This book is part of the BBC’s Big Read – Top 100 books.
One is never too old to read children’s books. I, for one, love children’s books and movies. I enjoy reading comics and watching cartoons. It had been so long since I read a kids’ book, that I greedily lapped up Frances Hodgson Burnett’s The Secret Garden and enjoyed every word and letter.
Mary Lennox, who is living in India with her parents, is sent to England to live with her maternal uncle after her parents die because of cholera. As a child, she is unhealthy, stubborn and queer. Her uncle, Mr. Craven, is another queer man who keeps to himself and avoids meeting anyone. His house has as many as hundreds of rooms, of which many are kept closed and are unused. Mary hears a story of how Mrs. Craven died after she fell from a tree in her garden and how Mr. Craven hates the garden for it and hence has kept it locked. He has buried the key and no one has entered this garden for ten years. Mary is thrilled with this idea of a secret garden and wants to see what is in it.
While the plot is kiddish, the message the book conveys is not. The message that runs parallely along the story is that one needs to eat well and play well to be healthy. A main part of the story is about how a sick, unhealthy child learns to enjoy the life around. Nature has a strong presence in the book. Mary owes her health to her secret garden where as she plants the flowers, she grows along with the plants. Dickon, a country lad, is friends with all the wild animals and can even speak to a robin. If we all can learn to enjoy and respect the nature around us, we will have a healthier and a better life. The book is not patronizing. There are no messages passed on as wisdom. One just reads the story and realizes all these. After I finished reading this book, I couldn’t help but smile and say to myself “Isn’t life beautiful?”
It is only right that the book talks about enjoying little things in life. Burnett, who was born in a poor family, knows what are the important things in life.
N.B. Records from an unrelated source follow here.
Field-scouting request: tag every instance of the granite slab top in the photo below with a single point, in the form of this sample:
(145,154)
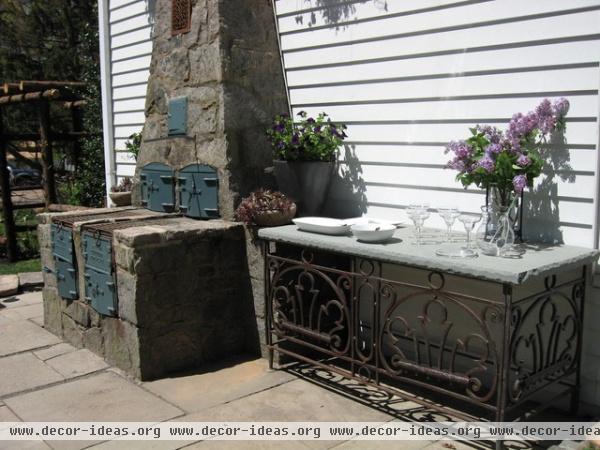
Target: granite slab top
(537,260)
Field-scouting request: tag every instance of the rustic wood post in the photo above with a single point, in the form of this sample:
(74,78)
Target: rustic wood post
(47,157)
(7,209)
Materialistic things like clothes, money, wealth and grandeur are things that Burnett feels are useless and hence get no mention in the book at all.
This is one of the rare books which cater to minds of children and adults alike. Didn’t someone say there is a child residing in everybody’s heart? It is very difficult to try and please a variety of audience, but Burnett manages it with such ease. One can treat this book as a kids’ book as well as a serious book which preaches ways of leading a happy life. No matter how you want to take it, it’s a book worth reading. I so badly want to give this book to my son and say, “Read this now”. I wish he was big enough.
A legal copy of this book is available online for free.